Today I walked 18 miles from Carrion de Los Condes to Terradillos de Los Templarios. It wasn’t that hard, just long. It took me till after 4:00, when I started at 7. 11 miles of it was with no villages, so I had only the food and water I could carry.
Actually an enterprising local has set up an oasis halfway. I was just sitting, using his chair, when he came and asked, “What do you want?” in a voice that clearly established I was to pay rent for that chair.
So I said, “Un Coca-Cola Zero, por favor.” He said, “Si,” and brought me a Diet Pepsi. I said, “This is Pepsi. I do not drink Pepsi.” He said, “I do not sell Coke,” and then proceeded to tell me how unhealthy Coke is and how if you left a piece of meat in Coke overnight it would dissolve. And I’m thinking, “The exact same thing would happen with a Pepsi.”
But I don’t say it. Instead I tell him the story of the dark icy night when a Pepsi truck nearly ran me off the road. We compromise on a Fanta.
There’s no toilet so I have to stop behind some bushes a bit further down the road. I have a book that says etiquette is you go 100 yards from the trail. That would have put me in the middle of an empty wheat field.

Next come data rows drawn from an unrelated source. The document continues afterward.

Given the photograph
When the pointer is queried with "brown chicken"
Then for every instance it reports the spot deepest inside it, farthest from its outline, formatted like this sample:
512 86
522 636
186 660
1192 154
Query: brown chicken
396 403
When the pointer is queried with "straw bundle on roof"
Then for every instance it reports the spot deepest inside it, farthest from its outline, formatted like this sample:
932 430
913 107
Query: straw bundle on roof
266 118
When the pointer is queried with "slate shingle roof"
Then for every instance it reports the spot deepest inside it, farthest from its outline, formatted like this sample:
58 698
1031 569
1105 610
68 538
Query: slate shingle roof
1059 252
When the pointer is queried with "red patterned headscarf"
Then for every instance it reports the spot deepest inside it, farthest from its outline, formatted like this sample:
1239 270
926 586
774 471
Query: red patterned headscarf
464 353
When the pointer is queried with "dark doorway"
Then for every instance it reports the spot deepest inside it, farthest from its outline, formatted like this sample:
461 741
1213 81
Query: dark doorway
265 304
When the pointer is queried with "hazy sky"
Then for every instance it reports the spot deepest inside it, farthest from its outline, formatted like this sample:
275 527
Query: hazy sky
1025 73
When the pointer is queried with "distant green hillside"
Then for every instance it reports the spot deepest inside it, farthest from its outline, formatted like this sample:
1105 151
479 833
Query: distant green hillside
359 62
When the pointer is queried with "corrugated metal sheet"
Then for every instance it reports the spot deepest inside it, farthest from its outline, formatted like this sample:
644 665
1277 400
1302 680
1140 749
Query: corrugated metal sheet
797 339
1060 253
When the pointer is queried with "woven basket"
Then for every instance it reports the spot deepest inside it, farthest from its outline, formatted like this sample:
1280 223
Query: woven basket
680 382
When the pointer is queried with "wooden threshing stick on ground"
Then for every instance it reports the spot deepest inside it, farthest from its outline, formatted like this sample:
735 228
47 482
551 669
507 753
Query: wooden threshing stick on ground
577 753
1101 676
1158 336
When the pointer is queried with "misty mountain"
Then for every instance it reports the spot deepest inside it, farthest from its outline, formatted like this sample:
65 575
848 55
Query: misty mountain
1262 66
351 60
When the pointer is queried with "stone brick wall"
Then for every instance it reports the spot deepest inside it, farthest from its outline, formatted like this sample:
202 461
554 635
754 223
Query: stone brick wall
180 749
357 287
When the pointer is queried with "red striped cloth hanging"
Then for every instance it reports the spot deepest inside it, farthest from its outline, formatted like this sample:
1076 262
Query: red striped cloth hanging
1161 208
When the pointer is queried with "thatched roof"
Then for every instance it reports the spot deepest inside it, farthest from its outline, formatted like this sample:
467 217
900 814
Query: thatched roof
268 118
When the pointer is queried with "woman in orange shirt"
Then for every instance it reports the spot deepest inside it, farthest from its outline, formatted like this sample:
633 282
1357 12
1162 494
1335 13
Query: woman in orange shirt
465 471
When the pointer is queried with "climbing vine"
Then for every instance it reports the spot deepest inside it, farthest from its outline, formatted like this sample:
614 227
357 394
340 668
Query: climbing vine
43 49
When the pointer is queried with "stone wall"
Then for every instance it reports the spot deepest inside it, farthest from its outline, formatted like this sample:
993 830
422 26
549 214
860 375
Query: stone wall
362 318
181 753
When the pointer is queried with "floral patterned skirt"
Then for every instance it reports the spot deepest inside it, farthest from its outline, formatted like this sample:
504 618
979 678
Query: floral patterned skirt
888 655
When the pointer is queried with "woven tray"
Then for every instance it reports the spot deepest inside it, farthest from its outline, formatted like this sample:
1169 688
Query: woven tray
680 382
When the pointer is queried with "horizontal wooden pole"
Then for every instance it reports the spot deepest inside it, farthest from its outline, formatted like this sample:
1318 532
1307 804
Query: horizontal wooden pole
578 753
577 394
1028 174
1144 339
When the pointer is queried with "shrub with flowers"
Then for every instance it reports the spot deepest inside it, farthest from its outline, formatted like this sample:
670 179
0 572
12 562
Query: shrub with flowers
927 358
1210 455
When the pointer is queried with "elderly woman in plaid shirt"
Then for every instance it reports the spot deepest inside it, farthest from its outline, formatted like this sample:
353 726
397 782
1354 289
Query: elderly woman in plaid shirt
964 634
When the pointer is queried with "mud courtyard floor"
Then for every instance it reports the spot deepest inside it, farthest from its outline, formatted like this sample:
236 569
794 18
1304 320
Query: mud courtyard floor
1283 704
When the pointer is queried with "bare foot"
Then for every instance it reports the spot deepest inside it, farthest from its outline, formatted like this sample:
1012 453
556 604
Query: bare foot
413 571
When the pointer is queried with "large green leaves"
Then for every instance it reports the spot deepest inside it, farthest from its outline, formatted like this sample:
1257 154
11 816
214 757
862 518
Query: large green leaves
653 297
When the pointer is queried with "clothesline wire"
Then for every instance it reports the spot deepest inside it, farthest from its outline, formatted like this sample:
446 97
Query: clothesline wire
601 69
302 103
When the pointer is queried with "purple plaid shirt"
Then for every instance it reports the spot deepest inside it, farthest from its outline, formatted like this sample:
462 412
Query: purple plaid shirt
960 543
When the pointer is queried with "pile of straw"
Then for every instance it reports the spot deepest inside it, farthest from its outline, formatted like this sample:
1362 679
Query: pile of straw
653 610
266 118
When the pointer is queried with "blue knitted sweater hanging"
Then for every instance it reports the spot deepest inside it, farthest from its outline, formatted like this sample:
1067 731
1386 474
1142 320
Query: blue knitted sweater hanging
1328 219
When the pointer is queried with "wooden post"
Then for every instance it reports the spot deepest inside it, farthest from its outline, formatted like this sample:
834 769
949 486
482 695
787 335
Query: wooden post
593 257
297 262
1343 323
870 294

I’m not dropping my drawers in front of God and everybody, my white butt gleaming like one of the plastic-wrapped hay bales they have here. I crouched in the ditch, then had to get heads of wheat out of my underwear. (There was wheat in the field next to the road.) But a pilgrim’s gotta do what a pilgrim’s gotta do.
Speaking of God and everybody, I learned an alternative phrase to “bun-f$&@in’ Egypt.” In Spain you say, “Where Jesus wore shoes.” Today I was out where Jesus wore shoes.
Bjorn and Dalilah were in the albergue when I got there, both a little worried about me because I took so long. We have a room for four and OUR OWN BATHROOM!Life is good. Life is very, very good.
My phone died early so not a lot of pictures today.These are leaving Carrión de Los Condes.

This on the 11 mile section.
This is how we all feel when arriving at an oasis.
Here is the most important picture. I am at the white dot.
Do you see? Almost exactly halfway! Here is another important picture.
Remember the first one of these I took? 
I have walked 392 kilometers, over 236 miles. Yeah, I can’t believe it either.